North American Spine Society Journal (Dec 2024)
External validation of SpineNetV2 on a comprehensive set of radiological features for grading lumbosacral disc pathologies
Abstract
ABSTRACT: Background: In recent years, the integration of Artificial Intelligence (AI) models has revolutionized the diagnosis of Low Back Pain (LBP) and associated disc pathologies. Among these, SpineNetV2 stands out as a state-of-the-art, open-access model for detecting and grading various intervertebral disc pathologies. However, ensuring the reliability and applicability of AI models like SpineNetV2 is paramount. Rigorous validation is essential to guarantee their robustness and generalizability across diverse patient cohorts and imaging protocols. Methods: We conducted a retrospective analysis of MRI images of 1747 lumbosacral intervertebral discs (IVDs) from 353 patients (mean age, 54 ± 15.4 years, 44.5% female) with various spinal disorders, collected between September 2021 and February 2023 at X-Ray Service s.r.l. The SpineNetV2 system was used to grade 11 distinct lumbosacral disc pathologies, including Pfirrmann grading, disc narrowing, central canal stenosis, spondylolisthesis, (upper and lower) endplate defects, (upper and lower) marrow changes, (right and left) foraminal stenosis, and disc herniation, using T2-weighted sagittal MR images. Performance metrics included accuracy, balanced accuracy, precision, F1 score, Matthew's Correlation Coefficient, Brier Score Loss, Lin's concordance correlation coefficients, and Cohen's kappa coefficients. Two expert radiologists provide annotations for these discs. The evaluation of SpineNetV2′s grading is compared against expert radiologists' assessments. Results: SpineNetV2 demonstrated strong performance across various metrics, with high agreement scores (Cohen's Kappa, Lin's Concordance, and Matthew's Correlation Coefficient exceeding 0.7) for most pathologies. However, lower agreement was found for foraminal stenosis and disc herniation, underscoring the limitations of sagittal MR images for evaluating these conditions.
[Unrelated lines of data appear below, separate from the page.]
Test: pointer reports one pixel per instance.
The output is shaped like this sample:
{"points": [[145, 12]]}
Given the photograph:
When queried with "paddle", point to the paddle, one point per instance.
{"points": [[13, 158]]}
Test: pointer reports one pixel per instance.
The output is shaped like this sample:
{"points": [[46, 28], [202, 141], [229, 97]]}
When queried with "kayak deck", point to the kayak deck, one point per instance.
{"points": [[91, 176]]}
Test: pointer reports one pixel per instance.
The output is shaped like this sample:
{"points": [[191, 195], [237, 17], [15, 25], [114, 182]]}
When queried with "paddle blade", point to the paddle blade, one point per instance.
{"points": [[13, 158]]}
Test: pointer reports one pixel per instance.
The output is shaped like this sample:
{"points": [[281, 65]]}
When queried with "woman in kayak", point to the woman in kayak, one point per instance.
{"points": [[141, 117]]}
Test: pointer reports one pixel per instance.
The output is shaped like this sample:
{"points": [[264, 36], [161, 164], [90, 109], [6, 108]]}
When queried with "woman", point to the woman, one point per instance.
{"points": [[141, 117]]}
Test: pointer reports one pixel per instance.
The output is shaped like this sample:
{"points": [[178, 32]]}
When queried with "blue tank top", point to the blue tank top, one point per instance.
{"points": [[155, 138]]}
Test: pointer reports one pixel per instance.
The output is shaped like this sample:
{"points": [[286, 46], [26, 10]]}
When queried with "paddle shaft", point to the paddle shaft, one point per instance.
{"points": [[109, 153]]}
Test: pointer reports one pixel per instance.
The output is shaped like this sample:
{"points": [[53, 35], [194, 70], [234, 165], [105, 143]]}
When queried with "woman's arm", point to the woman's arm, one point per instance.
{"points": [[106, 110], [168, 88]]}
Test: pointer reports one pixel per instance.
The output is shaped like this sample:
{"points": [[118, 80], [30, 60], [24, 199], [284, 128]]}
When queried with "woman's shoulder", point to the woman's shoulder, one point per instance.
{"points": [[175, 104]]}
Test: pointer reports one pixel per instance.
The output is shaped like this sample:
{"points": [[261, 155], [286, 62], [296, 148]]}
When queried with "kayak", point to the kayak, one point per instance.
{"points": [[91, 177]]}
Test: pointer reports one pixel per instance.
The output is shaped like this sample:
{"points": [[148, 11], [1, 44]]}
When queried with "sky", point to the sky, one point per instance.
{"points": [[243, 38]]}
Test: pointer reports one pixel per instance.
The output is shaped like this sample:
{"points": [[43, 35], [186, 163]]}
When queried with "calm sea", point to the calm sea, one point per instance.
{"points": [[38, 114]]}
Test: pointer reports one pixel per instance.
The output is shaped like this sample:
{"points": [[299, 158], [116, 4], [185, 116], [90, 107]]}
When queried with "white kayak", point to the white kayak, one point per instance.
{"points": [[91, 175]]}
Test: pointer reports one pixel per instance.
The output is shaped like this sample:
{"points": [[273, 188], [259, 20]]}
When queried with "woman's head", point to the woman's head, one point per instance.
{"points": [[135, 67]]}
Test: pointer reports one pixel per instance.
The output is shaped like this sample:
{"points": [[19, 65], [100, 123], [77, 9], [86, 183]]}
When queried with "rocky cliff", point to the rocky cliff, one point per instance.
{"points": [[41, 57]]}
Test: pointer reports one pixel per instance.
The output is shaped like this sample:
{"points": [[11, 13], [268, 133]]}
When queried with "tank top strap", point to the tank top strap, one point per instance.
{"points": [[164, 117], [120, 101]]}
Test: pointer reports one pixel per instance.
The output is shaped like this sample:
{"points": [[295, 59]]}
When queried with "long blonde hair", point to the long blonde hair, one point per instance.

Conclusions: This study highlights the importance of external validation, emphasizing the need for comprehensive assessments of deep learning models. SpineNetV2 exhibits promising results in predicting disc pathologies, with findings guiding further improvements. The open-source release of SpineNetV2 enables researchers to independently validate and extend the model's capabilities. This collaborative approach promotes innovation and accelerates the development of more reliable and comprehensive deep learning tools for the assessment of spine pathology.